To facilitate the movement of retinoids through the visual cycle and to limit nonspecific chemical reaction, multiple mechanisms are utilized to handle these molecules when not contained within the binding pocket of opsin. Vitamin A aldehyde is sequestered by reversible Schiff base formation with phosphatidylethanolamine (PE) and subsequently undergoes NADPH-dependent reduction. Otherwise inefficient handling of retinaldehyde can lead to the formation of fluorescent di-retinal compounds within the outer segments of photoreceptor cells. These bisretinoid fluorophores initiate photooxidative processes having adverse consequences for retina. Various carrier proteins confer water solubility and maintain the 11-cis-retinoid configuration. Mechanisms for sequestration of retinoid include the formation of a reversible Schiff base between retinaldehyde and taurine (A1-taurine, A1T), the most abundant amino acid in photoreceptor cells. Here we have undertaken to examine the effects of taurine depletion using the transport inhibitors guanidinoethyl sulfonate (GES) and β-alanine. Oral treatment of BALB/cJ mice with β-alanine reduced ocular A1T and the mice exhibited significantly lower scotopic and photopic a-wave amplitudes. As a secondary effect of retinal degeneration, A1T was not detected and taurine was significantly reduced in mice carrying a P23H opsin mutation. The thinning of ONL that is indicative of reduced photoreceptor cell viability in albino Abca4^−/− mice was more pronounced in β-alanine treated mice. Treatment of agouti and albino Abca4^−/− mice with β-alanine and GES was associated with reduced bisretinoid measured chromatographically. Consistent with a reduction in carbonyl scavenging activity by taurine, methylglyoxal-adducts were also increased in the presence of β-alanine. Taken together these findings support the postulate that A1T serves as a reservoir of vitamin A aldehyde, with diminished A1T explaining reduced photoreceptor light-sensitivity, accentuated ONL thinning in Abca4^−/− mice and attenuated bisretinoid formation.

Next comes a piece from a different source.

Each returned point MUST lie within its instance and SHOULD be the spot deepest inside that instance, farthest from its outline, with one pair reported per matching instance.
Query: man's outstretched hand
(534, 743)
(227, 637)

为了促进类视黄醇在视觉循环中的移动并限制非特异性化学反应，当这些分子未包含在视蛋白的结合口袋中时，会使用多种机制来处理这些分子。维生素 A 醛被可逆席夫碱与磷脂酰乙醇胺 (PE) 形成隔离，随后进行 NADPH 依赖性还原。否则，视黄醛处理效率低下会导致感光细胞外段内形成荧光双视网膜化合物。这些双维甲酸荧光团启动对视网膜具有不利影响的光氧化过程。各种载体蛋白赋予水溶性并维持 11- cis-类视黄醇配置。类视黄醇的螯合机制包括在视黄醛和牛磺酸（A1-牛磺酸，A1T）之间形成可逆席夫碱，牛磺酸是感光细胞中最丰富的氨基酸。在这里，我们着手使用转运抑制剂磺酸胍基乙酯 (GES) 和β-丙氨酸来检测牛磺酸耗竭的影响。用β-丙氨酸口服治疗 BALB/cJ 小鼠可降低眼部 A1T，并且小鼠表现出显着较低的暗​​视和明视 a 波振幅。作为视网膜变性的次要影响，在携带 P23H 视蛋白突变的小鼠中未检测到 A1T，牛磺酸显着减少。ONL 变薄表明白化Abca4感光细胞活力降低^-/-小鼠在β-丙氨酸处理的小鼠中更为明显。用β -丙氨酸和 GES处理刺豚鼠和白化Abca4 ^-/-小鼠与色谱测量的双维甲酸减少有关。与牛磺酸降低羰基清除活性一致，甲基乙二醛加合物在β-丙氨酸存在下也增加。综上所述，这些发现支持 A1T 作为维生素 A 醛储库的假设，A1T 减少解释了光感受器光敏感性降低、Abca4 ^-/-小鼠的 ONL 变薄加剧和双维甲酸形成减弱。